Description
No Bake Turtle Pie takes the classic combination of caramel, chocolate and pecans wrapped up into a creamy pie center. It’s a super easy, no bake pie with lots of short cuts and the best make ahead dessert for Thanksgiving, Christmas and the holiday season.
Ingredients
Speculoos Cookie Crust:
2 cups (about 1 – 8oz package) Speculoos cookie crumbs
4 tbsp melted butter
Pie Filling:
1 ½ cups heavy whipping cream
3 tbsp powdered sugar
1 tsp vanilla extract
8 oz cream cheese, softened
¾ cup caramel sauce, homemade or store bought
Toppings:
Caramel Sauce
Chocolate Sauce
Whipped Cream
Pecans
Instructions
Make cookie crust: In the bowl of a food processor, blend together the Speculoos cookie crumbs until fine. Alternatively, they can be added to a Ziplock bag and crushed with a rolling pin until fine crumbs are reached. Add in the melted butter until combined.
Press crust into pie pan: Transfer the crust mixture to a 9-inch pie dish. Press firmly and evenly into the bottom and up the sides. I use a drinking glass to evenly press the mixture into the pie pan. Place pie crust into the freezer while preparing the filling.
Whip cream: In a bowl fitted with a stand or hand mixer, combine heavy whipping cream, powdered sugar and vanilla extract. Whip until stiff peaks form. Transfer to a bowl and set aside.

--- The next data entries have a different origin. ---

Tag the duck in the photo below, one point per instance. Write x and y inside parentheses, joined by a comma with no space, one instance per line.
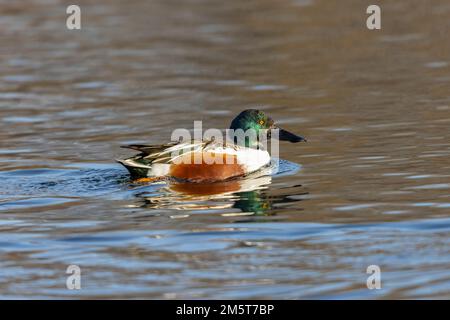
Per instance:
(209,159)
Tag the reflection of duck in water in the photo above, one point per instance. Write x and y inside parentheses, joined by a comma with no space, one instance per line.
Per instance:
(191,161)
(206,196)
(250,195)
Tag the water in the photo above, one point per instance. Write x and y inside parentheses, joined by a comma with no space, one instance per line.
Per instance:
(371,186)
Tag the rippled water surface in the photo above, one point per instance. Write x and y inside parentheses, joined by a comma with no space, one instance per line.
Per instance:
(371,186)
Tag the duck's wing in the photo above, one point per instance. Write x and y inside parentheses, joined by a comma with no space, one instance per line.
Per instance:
(155,158)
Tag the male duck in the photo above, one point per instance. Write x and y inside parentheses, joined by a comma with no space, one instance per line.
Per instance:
(190,161)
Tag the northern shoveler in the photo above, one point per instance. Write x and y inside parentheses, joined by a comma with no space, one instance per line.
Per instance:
(191,161)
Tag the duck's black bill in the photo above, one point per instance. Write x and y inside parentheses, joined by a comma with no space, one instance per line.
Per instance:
(289,136)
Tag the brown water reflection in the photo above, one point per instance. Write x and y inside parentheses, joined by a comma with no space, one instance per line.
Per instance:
(374,182)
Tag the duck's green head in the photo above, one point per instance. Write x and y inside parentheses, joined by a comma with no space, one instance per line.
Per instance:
(258,121)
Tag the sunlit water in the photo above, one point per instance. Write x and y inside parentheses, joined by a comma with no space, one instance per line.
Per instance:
(371,186)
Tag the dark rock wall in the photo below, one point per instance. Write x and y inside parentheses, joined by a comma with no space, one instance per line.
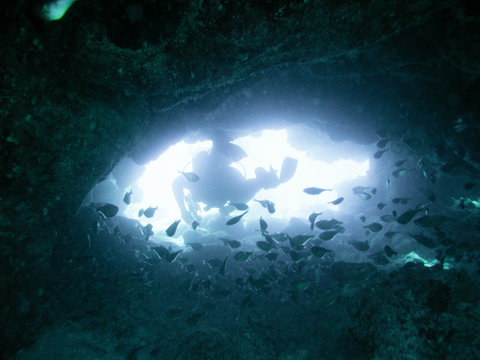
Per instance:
(78,94)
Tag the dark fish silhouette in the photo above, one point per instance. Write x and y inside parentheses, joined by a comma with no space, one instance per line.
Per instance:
(189,176)
(108,210)
(389,251)
(149,212)
(195,246)
(236,219)
(239,206)
(374,227)
(242,255)
(165,254)
(314,190)
(267,204)
(127,199)
(327,224)
(231,243)
(360,245)
(379,154)
(319,251)
(172,229)
(407,216)
(336,201)
(311,218)
(263,225)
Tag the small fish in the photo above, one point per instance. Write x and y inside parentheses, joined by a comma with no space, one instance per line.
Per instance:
(390,234)
(147,231)
(329,234)
(233,244)
(189,176)
(239,206)
(311,218)
(165,254)
(314,190)
(265,245)
(387,218)
(319,251)
(299,240)
(389,251)
(379,154)
(195,224)
(364,196)
(272,256)
(399,200)
(222,269)
(280,237)
(195,246)
(213,263)
(399,172)
(407,216)
(360,245)
(327,224)
(424,240)
(379,258)
(108,210)
(172,229)
(127,199)
(263,224)
(267,204)
(242,255)
(336,201)
(297,256)
(429,194)
(431,220)
(149,212)
(382,143)
(374,227)
(236,219)
(359,189)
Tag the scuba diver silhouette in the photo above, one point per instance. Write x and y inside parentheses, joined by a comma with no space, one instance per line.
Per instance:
(220,183)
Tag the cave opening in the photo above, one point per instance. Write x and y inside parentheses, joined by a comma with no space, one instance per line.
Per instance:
(318,161)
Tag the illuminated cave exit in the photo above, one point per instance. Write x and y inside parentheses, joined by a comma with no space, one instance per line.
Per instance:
(265,148)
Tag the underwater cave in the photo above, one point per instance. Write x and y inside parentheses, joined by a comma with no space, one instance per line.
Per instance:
(211,179)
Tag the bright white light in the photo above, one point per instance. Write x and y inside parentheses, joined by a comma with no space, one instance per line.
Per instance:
(265,149)
(156,184)
(270,148)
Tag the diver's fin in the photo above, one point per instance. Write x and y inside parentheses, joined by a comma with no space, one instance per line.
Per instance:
(289,167)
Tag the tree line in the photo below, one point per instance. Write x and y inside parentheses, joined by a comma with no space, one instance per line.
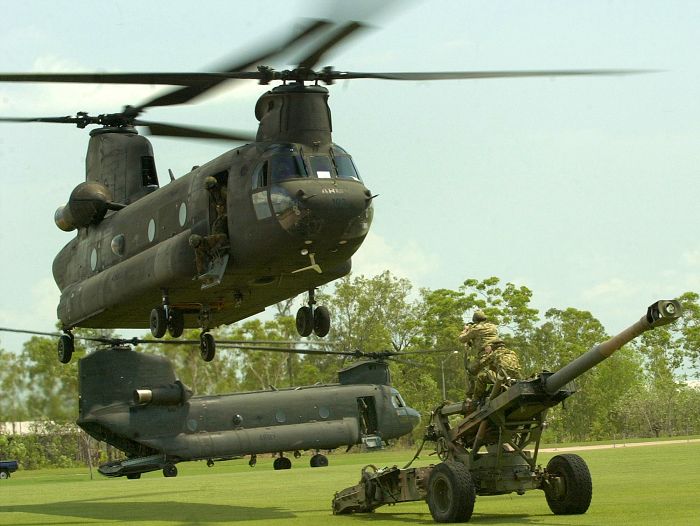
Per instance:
(639,392)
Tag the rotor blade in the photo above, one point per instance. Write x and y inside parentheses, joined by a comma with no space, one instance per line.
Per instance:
(59,120)
(176,130)
(175,79)
(247,348)
(58,335)
(189,93)
(313,58)
(456,75)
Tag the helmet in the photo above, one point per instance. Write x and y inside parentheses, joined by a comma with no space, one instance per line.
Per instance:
(478,316)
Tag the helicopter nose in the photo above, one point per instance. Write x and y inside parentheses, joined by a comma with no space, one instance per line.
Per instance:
(319,209)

Make caramel cream filling: Add cream cheese and caramel sauce to the same bowl with the mixer and mix on medium speed until combined and creamy. Gently fold in 1 ½ cups of the whipped cream mixture until combined. Add filling to the cookie crust and smooth out into an even layer.
Freeze: Cover pie with plastic wrap and place in the freezer for 3-4 hours.
Finish and serve: Decorate the top of the pie with chocolate, caramel, pecans and remaining whipped cream. Enjoy!
Notes
Leftover pecan turtle pie will keep, wrapped in plastic wrap, in the fridge for up to 3 days.
Make Ahead: Make the pie from start-to-finish 1-2 days in advance. Cover with plastic wrap and store in the fridge rather than the freezer.
Freezer: For longer storage, freeze the whole pie, tightly wrapped in a double layer of plastic wrap, for up to 3 months. Thaw for 1 hour at room temperature or 3-4 hours in the fridge.